Personal information
- Full name: Nicolás Van Rijn Portabella
- Date of birth: 26 March 2001 (age 25)
- Place of birth: Sant Cugat del Vallès, Spain
- Height: 1.92 m (6 ft 4 in)
- Position: Centre-back

Team information
- Current team: Gimnàstic

Youth career
- 2016–2020: Damm

Senior career*
- Years: Team / Apps / (Gls)
- 2020–2021: Lleida Esportiu / 10 / (0)
- 2021–2023: Algeciras / 39 / (0)
- 2023–2024: Granada B / 24 / (1)
- 2024–2025: Austin FC II / 23 / (1)
- 2025–2026: Teruel / 34 / (0)
- 2026–: Gimnàstic / 0 / (0)

= Nico Van Rijn =

Spanish footballer

Nicolás "Nico" Van Rijn Portabella (born 26 March 2001) is a Spanish footballer who plays as a centre-back for Gimnàstic de Tarragona.

==Career==
Born in Sant Cugat del Vallès, Barcelona, Catalonia to a Dutch father and a Spanish mother, Van Rijn joined CF Damm's youth sides in 2016. On 18 September 2020, after finishing his formation, he signed for Segunda División B side Lleida Esportiu.

On 31 August 2021, Van Rijn moved to Algeciras CF in the newly-created Primera División RFEF. He only established himself as a first-choice in his second season, but moved to Granada CF on 8 August 2023, being assigned to the reserves also in division three.

On 17 July 2024, Van Rijn moved abroad and was announced at MLS Next Pro side Austin FC II on a deal through the 2025 season, with an option for two further years.
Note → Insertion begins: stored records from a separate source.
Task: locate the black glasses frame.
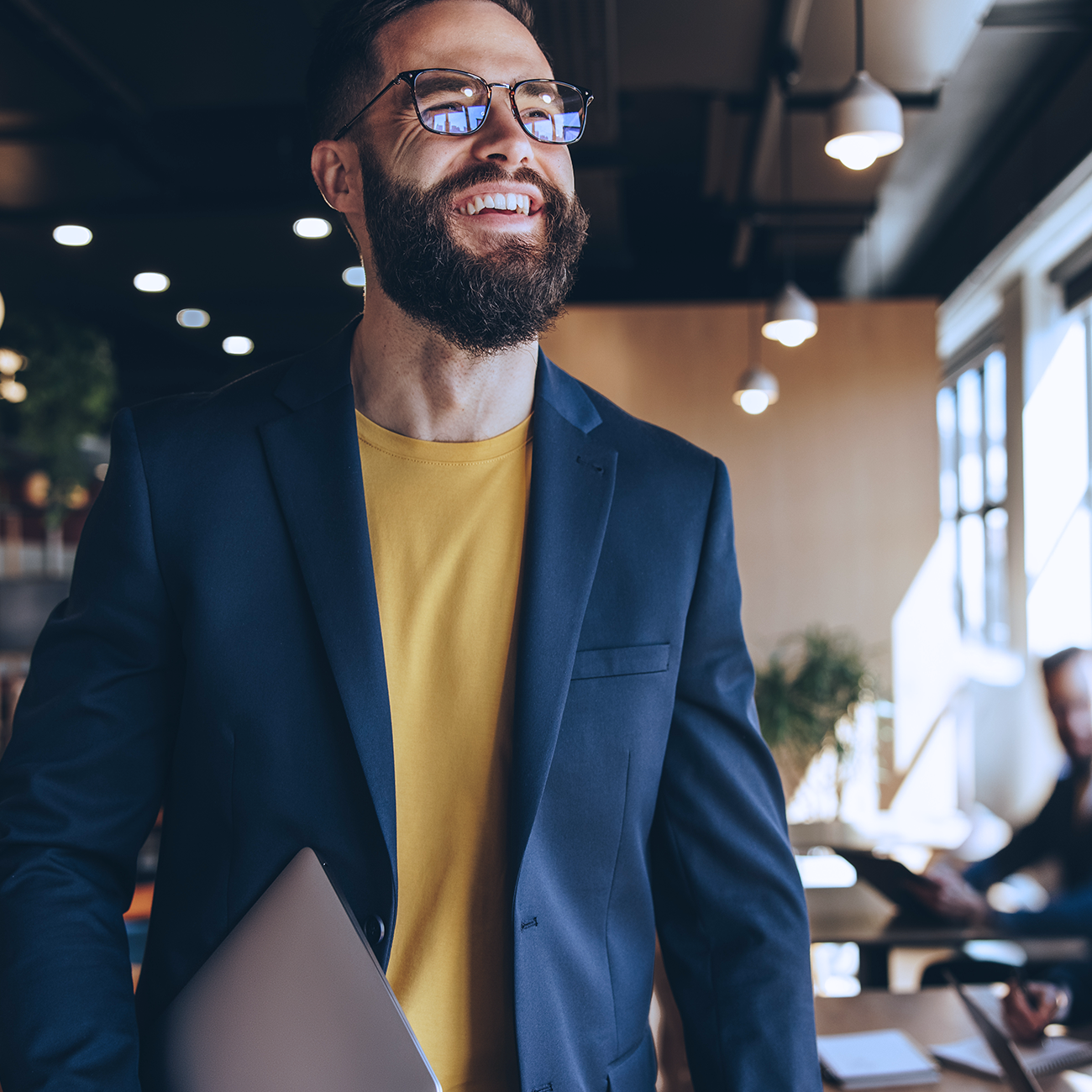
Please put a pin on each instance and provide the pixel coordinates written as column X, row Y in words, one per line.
column 411, row 79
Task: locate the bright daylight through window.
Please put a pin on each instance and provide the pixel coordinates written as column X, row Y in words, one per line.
column 974, row 492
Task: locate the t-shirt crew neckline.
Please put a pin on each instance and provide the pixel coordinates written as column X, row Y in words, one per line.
column 437, row 451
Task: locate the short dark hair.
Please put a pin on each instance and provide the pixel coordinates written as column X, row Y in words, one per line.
column 343, row 61
column 1053, row 664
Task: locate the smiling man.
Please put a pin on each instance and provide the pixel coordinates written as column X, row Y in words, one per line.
column 422, row 601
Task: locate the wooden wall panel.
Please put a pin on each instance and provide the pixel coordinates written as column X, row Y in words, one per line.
column 834, row 487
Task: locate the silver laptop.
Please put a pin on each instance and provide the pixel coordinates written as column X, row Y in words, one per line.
column 293, row 1000
column 1019, row 1076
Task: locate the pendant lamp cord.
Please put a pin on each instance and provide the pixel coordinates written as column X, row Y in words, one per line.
column 786, row 195
column 861, row 35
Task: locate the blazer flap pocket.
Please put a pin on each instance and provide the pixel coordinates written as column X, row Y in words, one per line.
column 636, row 659
column 637, row 1070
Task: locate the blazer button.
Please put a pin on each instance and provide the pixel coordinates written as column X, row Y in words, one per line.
column 375, row 929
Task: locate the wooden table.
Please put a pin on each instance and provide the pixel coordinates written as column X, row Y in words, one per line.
column 863, row 916
column 932, row 1016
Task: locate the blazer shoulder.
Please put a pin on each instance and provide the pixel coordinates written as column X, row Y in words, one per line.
column 637, row 438
column 247, row 401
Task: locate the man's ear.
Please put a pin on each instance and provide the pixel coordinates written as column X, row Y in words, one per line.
column 334, row 165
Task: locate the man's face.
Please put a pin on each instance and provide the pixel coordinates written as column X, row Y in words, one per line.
column 484, row 279
column 480, row 37
column 1067, row 691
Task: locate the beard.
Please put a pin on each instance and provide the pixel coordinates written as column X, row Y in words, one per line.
column 481, row 304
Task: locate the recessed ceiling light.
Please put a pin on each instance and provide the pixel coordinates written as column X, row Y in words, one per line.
column 239, row 346
column 72, row 235
column 192, row 318
column 12, row 390
column 312, row 228
column 151, row 282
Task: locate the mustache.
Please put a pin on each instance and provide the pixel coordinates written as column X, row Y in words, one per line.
column 480, row 174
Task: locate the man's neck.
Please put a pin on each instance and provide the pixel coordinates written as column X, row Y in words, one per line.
column 412, row 381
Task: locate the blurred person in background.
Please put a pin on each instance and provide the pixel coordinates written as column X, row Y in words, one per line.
column 1063, row 830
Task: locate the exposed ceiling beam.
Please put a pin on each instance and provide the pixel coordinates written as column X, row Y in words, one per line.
column 79, row 57
column 1047, row 15
column 782, row 60
column 126, row 115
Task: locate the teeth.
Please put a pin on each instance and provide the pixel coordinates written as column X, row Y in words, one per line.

He signed short-term agreements with the first team in March and June 2025, being an unused substitute in three Major League Soccer matches before terminating his link with the club on 30 June.

On 6 July 2025, Van Rijn returned to his home country and its third division, joining CD Teruel. The following 23 June, after being an undisputed starter, he moved to fellow league team Gimnàstic de Tarragona on a two-year contract.